Last Updated: 4/11/2019
Status: In Progress
Objective
Develop an Artificial General Intelligence (AGI) agent which can learn to function in a continuous real-time environment through various means of training using a general architecture which is not specific to any task, ability, or robot design. The goal is not human-level intelligence, rather the highest functioning general intelligence achievable on modest hardware.
Goals
The agent should be able to make sense of itself and its environment quickly – similar to a human or animal.
The agent should be able to develop a broad understanding of the world through experiences and interactions in the environment.
The agent should be able to learn how to accomplish tasks which are fundamentally different from each other, and retain the skills learned.
The agent should be able to use relevant knowledge learned from prior experiences in order to solve new problems.
The agent should be able to learn how to communicate with a human (using virtual reality) or another agent in the environment.
General Description
The agent is general, and is designed to be able to learn to function in any arbitrary and unknown environment. In other words, the agent code is independent of the environment. It doesn’t have any prior knowledge of the world or itself at startup.

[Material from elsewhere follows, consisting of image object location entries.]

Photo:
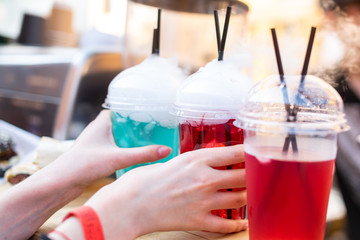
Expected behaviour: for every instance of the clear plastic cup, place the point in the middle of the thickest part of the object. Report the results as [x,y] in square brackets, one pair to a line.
[290,164]
[140,99]
[206,106]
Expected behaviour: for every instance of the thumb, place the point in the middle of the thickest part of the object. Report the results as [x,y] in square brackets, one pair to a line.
[137,155]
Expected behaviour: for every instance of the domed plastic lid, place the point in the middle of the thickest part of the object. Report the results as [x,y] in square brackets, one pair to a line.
[318,105]
[151,85]
[215,91]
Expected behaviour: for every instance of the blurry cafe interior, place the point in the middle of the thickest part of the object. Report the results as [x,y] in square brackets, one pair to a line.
[58,57]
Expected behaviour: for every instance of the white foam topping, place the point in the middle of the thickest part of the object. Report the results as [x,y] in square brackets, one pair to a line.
[152,82]
[220,85]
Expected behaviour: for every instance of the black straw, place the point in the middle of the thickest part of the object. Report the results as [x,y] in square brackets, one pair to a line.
[304,70]
[221,42]
[291,137]
[217,28]
[156,36]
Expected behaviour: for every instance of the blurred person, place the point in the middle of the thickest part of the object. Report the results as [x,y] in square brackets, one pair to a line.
[344,17]
[177,195]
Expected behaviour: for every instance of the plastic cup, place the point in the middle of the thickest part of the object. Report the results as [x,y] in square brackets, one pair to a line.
[288,190]
[140,99]
[206,106]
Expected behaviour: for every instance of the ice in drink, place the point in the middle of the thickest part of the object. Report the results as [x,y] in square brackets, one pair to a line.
[288,190]
[140,99]
[206,106]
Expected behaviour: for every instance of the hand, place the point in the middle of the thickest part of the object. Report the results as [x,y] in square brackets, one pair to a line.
[176,195]
[95,154]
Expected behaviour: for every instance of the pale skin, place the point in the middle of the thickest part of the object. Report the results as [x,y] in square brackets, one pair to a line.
[27,205]
[177,195]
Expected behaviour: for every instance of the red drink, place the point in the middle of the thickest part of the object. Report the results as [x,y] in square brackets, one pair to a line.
[287,199]
[195,135]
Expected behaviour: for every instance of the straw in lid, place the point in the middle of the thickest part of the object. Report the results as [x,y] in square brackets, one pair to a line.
[320,107]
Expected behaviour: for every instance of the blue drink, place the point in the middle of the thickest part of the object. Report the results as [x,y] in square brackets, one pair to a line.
[140,99]
[130,133]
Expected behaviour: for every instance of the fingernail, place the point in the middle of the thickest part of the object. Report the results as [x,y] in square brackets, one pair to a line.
[164,151]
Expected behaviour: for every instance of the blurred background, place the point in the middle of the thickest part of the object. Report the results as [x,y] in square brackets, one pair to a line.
[57,57]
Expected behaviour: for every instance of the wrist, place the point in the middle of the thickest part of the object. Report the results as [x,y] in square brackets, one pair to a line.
[119,216]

The agent learns from experiencing the world as it finds ways to meet objectives. It determines the best actions to take based on what has been learned. It must learn everything it needs to know to operate.
Since the world is open and continuous, the agent is free to take any one of an infinite number of paths to anywhere. Therefore, curriculum training using objectives is used to guide the agent to learning opportunities where it can discover and learn new things.
The environment runs in real-time and is indifferent to any agents who come in to play. Since the agent runs asynchronously, it has to be able to think fast enough to keep up with the environment.